Lembram-se do Pe. Miguel do Meimão, autêntico fenómeno dos anos 80/90? Recebi este texto do António Fernandes e não resisti a partilhá-lo convosco.
Amanheci
cedo para uma viagem que há dias estava acertada, uma passagem por Terras de
Missão do Padre Zé Miguel, natural do Soito (Sabugal), e muitos anos Pároco no
Meimão (Penamacor).
Há
muito que não passava pelos Três Povos-Escarigo (Fundão), onde fixei os meus
olhares na pintura mural “O Almocreve”, avistei igrejas, campanários e capelas
com grandes tradições religiosas, rodeadas por pomares floridos.
A
primeira paragem foi na Meimoa (Penamacor) e, junto à Capela de São Domingos,
saboreamos o almoço, com a bênção daquele frade.
Partida
para o Meimão, mas antes de chegarmos à população visitámos a Capela de Nossa
Senhora do Pilar, mandada construir pelo Padre José Miguel Garcia Ferreira.
Descemos
à freguesia que na sua génese simbólica tem um javali, embora também fosse
habitat de linces, da Serra de Malcata.
A
pastoral do Padre José Miguel naquelas terras foi muito marcante e nada melhor
do que ouvir a voz daqueles que foram seus paroquianos:
Manuel Joaquim Domingues Borrego, ex-taxista: “conduzi mais de quarenta anos o meu táxi
e transportei muita gente para o país e para o estrangeiro.

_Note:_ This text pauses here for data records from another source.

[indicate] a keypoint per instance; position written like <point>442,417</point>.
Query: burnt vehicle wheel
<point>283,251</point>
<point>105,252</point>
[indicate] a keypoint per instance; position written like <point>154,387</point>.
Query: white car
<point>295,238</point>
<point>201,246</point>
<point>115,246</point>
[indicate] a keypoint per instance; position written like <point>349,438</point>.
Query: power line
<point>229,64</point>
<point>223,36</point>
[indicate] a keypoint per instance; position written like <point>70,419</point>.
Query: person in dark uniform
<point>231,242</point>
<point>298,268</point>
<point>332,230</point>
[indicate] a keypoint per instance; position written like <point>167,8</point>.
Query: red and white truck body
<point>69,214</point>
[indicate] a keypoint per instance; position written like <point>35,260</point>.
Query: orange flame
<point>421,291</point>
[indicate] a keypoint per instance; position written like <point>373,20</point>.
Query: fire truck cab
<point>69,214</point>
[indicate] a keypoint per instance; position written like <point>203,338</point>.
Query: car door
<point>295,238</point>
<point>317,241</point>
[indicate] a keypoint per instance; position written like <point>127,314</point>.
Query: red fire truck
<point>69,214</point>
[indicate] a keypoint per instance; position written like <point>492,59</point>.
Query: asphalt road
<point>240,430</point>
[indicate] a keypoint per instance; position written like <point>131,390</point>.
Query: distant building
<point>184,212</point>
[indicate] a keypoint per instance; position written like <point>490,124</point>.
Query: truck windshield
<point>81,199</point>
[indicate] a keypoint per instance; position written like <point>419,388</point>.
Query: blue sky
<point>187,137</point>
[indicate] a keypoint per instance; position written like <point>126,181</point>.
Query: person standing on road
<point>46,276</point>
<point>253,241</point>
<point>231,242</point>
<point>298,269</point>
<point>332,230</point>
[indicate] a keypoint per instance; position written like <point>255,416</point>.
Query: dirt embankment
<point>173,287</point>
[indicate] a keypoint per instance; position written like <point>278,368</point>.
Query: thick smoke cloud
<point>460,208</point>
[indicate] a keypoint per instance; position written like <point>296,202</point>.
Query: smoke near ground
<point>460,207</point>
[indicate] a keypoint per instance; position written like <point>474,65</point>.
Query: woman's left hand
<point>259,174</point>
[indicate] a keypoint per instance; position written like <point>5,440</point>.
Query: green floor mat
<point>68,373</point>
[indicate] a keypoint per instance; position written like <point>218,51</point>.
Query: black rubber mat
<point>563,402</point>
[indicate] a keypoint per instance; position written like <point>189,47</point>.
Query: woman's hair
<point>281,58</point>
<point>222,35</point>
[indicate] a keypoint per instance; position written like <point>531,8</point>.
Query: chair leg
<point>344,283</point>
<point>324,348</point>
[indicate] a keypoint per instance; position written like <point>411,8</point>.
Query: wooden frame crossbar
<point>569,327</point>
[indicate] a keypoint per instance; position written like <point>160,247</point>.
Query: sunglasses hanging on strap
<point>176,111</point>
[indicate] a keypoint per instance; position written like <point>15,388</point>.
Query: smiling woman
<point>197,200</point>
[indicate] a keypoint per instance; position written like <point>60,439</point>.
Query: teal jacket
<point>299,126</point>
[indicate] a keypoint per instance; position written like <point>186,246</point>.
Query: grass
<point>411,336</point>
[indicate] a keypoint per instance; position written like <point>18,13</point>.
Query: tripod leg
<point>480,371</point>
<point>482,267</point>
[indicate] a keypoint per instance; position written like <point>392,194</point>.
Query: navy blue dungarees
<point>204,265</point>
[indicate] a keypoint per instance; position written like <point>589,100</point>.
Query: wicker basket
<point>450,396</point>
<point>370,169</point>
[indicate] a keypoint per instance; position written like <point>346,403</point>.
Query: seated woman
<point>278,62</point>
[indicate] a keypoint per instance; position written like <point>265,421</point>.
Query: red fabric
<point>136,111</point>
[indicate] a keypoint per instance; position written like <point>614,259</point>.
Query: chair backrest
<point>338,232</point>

Levei muita gente a
bruxos, bruxas, curandeiros, astrólogos, endireitas, padres para lhes libertar
os maus espíritos, mas não acredito em milagres. A verdade é que aos fins de
semana chegavam ao Meimão muitas centenas de viaturas. Num desses, cheguei a
contar setenta e dois autocarros e várias dezenas de automóveis. Vinham de todo
o País e até de Espanha. Transportes do Alto do Tâmega, da zona de Chaves e
Trás-os-Montes, contei doze autocarros. Veja o que esta gente dava ao Meimão,
mas gentes mais poderosas, com invejas do protagonismo dos outros, forçaram-no
a sair daqui.
O
Padre José Miguel recebia diariamente muitas cartas de cidadãos nacionais e
estrangeiros. Por todos estes factos, as memórias do Padre José Miguel estão
bem vivas e ficarão para sempre na história da nossa terra.”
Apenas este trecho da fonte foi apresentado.